Pare che in questo gli sia compagno il francese Hollande, che nei confronti
della Germania, oggi egemone, ha sempre avuto qualche punta d’invidia.
Ma la vera novità di Renzi è la
sua toscanità. I toscani, in qualunque ambito operino, si propongono con una
smisurata autostima, al punto da ritenersi indispensabili e bastevoli da soli a
coprire con la loro sagoma tutto lo scenario operativo e competenziale. Da
Dante Alighieri, il quale nel 1300 diceva se a Roma dal papa non vado io, chi
va? e se a Firenze non resto io, chi resta?, agli Indro Montanelli e Curzio
Malaparte dei nostri tempi, sempre in voga e sempre ad avere ragione esclusiva
e assoluta, è una galleria di megalomani e di presuntuosi, sebbene geniali.
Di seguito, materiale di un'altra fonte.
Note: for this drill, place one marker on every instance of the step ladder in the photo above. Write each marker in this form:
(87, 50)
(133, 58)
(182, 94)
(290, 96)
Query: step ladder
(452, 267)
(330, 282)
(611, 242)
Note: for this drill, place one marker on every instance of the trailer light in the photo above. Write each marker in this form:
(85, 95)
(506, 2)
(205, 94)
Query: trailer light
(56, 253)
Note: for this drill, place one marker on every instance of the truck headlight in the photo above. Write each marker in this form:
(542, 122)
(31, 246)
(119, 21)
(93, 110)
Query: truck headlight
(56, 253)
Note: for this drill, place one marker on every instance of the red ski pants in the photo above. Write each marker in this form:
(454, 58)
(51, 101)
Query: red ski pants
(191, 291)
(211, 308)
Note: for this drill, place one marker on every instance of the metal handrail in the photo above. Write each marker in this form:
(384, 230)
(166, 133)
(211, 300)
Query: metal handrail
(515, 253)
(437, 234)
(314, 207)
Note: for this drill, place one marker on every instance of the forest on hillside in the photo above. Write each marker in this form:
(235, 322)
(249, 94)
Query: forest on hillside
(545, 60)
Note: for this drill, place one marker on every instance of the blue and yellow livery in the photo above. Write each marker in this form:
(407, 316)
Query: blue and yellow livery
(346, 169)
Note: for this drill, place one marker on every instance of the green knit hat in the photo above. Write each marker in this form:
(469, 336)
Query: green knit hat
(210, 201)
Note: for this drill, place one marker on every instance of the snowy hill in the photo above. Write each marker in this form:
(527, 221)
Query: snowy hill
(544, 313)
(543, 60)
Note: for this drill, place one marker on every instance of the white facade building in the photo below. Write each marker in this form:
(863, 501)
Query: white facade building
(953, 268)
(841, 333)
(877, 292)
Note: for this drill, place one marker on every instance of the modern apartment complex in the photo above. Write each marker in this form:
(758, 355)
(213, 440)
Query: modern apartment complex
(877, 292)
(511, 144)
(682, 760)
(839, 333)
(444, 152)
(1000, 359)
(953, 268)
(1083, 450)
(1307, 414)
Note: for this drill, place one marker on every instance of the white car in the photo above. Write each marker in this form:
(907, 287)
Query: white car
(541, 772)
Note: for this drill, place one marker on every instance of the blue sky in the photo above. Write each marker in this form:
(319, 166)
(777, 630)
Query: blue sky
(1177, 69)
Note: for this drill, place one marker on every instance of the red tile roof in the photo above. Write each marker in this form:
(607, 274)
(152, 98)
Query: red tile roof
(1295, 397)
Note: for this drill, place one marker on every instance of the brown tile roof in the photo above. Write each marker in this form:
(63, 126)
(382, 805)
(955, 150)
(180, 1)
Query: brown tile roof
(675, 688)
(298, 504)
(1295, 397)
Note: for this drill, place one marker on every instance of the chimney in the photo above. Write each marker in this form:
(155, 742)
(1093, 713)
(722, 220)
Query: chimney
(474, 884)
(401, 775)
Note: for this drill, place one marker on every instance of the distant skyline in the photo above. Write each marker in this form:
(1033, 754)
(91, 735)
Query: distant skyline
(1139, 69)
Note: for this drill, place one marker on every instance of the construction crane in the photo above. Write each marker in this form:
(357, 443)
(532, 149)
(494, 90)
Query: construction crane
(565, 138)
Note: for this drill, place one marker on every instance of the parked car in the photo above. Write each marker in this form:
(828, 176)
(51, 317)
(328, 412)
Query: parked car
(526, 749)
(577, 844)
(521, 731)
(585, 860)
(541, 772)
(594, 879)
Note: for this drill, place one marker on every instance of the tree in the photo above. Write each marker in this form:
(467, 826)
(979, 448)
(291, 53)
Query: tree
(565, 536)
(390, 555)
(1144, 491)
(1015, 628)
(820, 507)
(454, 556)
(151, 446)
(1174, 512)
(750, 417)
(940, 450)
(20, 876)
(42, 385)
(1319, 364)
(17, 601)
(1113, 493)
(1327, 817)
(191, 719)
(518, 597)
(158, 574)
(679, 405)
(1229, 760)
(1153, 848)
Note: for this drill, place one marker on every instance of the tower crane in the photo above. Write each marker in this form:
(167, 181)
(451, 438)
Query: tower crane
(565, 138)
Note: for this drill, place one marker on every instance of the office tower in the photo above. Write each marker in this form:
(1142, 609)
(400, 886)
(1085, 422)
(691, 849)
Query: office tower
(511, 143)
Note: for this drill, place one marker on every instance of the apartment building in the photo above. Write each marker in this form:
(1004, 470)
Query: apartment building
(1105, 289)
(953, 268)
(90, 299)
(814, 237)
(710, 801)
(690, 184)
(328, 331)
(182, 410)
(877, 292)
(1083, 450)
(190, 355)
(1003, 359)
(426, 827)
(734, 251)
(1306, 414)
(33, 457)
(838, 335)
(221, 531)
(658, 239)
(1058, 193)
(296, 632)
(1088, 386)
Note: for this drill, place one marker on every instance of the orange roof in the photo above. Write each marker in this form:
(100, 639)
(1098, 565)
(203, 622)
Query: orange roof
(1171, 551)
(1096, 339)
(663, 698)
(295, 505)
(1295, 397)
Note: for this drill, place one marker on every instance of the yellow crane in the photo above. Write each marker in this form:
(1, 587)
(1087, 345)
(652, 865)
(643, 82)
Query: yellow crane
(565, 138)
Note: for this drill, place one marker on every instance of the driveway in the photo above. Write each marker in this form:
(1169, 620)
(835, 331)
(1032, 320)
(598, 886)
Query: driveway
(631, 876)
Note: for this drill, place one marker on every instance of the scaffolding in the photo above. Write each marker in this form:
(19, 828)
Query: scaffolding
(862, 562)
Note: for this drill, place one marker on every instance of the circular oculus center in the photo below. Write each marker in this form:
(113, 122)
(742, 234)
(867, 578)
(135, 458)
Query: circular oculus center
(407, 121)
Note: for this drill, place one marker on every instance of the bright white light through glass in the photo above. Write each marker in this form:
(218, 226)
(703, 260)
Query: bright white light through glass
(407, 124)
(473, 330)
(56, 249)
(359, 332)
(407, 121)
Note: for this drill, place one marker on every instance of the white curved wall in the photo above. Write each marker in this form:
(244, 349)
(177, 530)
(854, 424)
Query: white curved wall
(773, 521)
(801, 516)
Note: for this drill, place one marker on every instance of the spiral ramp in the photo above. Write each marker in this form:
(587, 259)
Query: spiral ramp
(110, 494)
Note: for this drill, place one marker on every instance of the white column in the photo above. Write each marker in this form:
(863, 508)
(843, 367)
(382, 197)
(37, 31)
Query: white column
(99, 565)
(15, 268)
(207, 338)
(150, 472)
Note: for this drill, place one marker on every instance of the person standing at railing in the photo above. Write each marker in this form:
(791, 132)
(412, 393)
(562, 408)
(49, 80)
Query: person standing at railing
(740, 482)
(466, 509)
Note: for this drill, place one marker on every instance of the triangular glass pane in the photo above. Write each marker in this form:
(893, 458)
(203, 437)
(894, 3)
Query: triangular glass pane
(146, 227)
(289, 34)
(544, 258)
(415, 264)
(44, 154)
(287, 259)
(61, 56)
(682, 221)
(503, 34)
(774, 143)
Qui, con Renzi, ci troviamo in
presenza di una caricatura – mi sbaglierò e sarei felice di ammettere che mi
ero sbagliato, ma a me tale appare questo Renzi con tutte le sue furbizie e con
tutto il culo smisurato che si ritrova, per cui tutto sembra congiurare a suo
favore – rispetto ai soliti grandi toscani che conosciamo. Ha detto che se gli
italiani non troveranno i soldi, ovvero gli ottanta euro nella busta paga di
maggio, «Renzi è un buffone». E ancora «Se non dovessi riuscire nel mio
progetto mi ritirerò dalla politica». Probabilmente ne farà altre di affermazioni
simili, in stile pubblicitario “soddisfatti o rimborsati”. Figurarsi! A me
sembra che il bombardino di Firenze ignori
la storia – quando l’avrebbe studiata? – o che abbia un io talmente ipertrofico
da lambire la patologia.
In Europa è accolto con l’etichetta consueta. Chiunque vada a
rappresentare un Paese è accolto col massimo riguardo. Forse bisognerebbe
provocare qualche capo di Stato o di governo europeo, come fanno ogni tanto in
Italia quelli della “Zanzara”, per sapere cosa effettivamente pensano di questo
personaggio, che sembra uscito da uno di quei lontani periodici per ragazzi di una
volta che erano “L’Intrepido” e “Il Monello”. Comunque sia, Renzi un po’
intrepido e un po’ monello lo è, a prescindere.